Hutton walked out on her film contract after a dispute with the studio.

She wanted her second husband, Charles O’Curran, to be her director, and the studio refused. After her split from Paramount, Hutton only made one more film: the 1957 low-budget drama Spring Reunion. Two years later, she tried her luck with television, starring on The Betty Hutton Show. The program lasted only one season.

As her career faded, Hutton fell prey to her personal demons and financial woes. She abused sleeping pills and other drugs for many years. In 1967, she declared bankruptcy, having spent the $9 million to $10 million that she had earned during her heyday. A few years later, she had a mental breakdown, subsequently spending time in a treatment facility.

With the help of Father Peter Maguire, Hutton managed to turn her life around. She became a Catholic and spent years working in his church in Rhode Island. In 1980, she returned to the Broadway stage in the musical Annie. Also around this time, she became a drama teacher at Salve Regina University in Newport, Rhode Island.

After Maguire’s death in 1996, Hutton moved to Palm Springs, California, hoping to reconcile with her three daughters who lived in the state. Married four times, Hutton had two children, Candy and Lindsay, with her first husband, Ted Briskin. Her third child, Caroline, was from her fourth marriage to jazz musician Pete Candoli. “My husbands all fell in love with Betty Hutton,” the famous blond bombshell once said, according to The New York Times. “None of them fell in love with me.”

Hutton died of complications from colon cancer on March 11, 2007, at the age of 86, in her Palm Springs home. There was a small, private service to mark her passing, which her daughters did not attend. Despite her efforts, Hutton had not been able to mend the rift between her and her children.

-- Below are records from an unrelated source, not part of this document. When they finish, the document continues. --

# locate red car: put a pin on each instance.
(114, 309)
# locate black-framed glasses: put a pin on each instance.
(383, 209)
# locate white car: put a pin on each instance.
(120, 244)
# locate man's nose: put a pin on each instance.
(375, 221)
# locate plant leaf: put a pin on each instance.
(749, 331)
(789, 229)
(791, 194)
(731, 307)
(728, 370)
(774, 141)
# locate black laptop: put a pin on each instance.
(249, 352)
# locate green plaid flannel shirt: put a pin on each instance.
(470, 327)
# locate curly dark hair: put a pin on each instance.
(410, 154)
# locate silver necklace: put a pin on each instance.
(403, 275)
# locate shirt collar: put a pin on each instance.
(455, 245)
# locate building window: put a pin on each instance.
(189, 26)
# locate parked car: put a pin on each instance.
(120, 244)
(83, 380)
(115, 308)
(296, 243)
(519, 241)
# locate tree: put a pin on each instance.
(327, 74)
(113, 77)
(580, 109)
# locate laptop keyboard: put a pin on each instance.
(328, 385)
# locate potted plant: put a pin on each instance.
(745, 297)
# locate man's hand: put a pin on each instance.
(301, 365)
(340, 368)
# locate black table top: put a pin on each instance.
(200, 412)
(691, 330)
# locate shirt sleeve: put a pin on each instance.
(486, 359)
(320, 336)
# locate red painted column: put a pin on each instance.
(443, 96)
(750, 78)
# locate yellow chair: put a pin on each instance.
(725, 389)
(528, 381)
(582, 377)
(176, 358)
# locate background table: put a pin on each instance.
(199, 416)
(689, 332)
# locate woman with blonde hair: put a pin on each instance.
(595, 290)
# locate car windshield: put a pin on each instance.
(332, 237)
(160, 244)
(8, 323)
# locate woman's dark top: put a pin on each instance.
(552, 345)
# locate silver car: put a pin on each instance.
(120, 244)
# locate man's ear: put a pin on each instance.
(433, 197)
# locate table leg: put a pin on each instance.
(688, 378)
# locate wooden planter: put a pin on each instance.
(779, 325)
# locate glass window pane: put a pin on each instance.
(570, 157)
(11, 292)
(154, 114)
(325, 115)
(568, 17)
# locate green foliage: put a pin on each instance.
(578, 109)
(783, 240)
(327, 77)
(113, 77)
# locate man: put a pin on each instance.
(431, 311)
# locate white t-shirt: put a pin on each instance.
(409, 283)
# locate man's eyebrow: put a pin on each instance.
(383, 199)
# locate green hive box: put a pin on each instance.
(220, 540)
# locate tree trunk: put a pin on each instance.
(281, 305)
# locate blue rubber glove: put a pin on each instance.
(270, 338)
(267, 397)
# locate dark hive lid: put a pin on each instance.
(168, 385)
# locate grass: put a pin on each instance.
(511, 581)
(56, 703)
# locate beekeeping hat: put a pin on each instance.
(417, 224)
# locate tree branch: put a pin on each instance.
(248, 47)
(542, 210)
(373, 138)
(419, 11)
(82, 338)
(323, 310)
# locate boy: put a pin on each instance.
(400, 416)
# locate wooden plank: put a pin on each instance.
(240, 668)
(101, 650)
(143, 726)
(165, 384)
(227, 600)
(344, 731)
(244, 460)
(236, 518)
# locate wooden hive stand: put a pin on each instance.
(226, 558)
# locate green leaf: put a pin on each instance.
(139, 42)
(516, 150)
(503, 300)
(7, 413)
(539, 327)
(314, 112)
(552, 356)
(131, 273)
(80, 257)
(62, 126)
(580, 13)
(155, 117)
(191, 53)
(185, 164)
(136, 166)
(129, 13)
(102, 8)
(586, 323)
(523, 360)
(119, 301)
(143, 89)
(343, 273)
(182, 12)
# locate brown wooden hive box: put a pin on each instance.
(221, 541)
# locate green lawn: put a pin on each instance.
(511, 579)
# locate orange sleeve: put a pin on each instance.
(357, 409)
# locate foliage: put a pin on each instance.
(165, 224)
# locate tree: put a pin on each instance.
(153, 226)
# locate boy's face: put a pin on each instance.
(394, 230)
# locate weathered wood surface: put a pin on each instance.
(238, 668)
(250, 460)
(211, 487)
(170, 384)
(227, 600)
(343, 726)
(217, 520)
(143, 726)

Whatever she experienced in her personal life, there is no question that Betty Hutton left an indelible mark on the world of film. “The thing about Betty Hutton was she could sing a song and break your heart, and she was a very good actress,” Robert Osborne, TV host and film historian, told the Los Angeles Times. “Behind the zaniness there was a very sweet, vulnerable person.”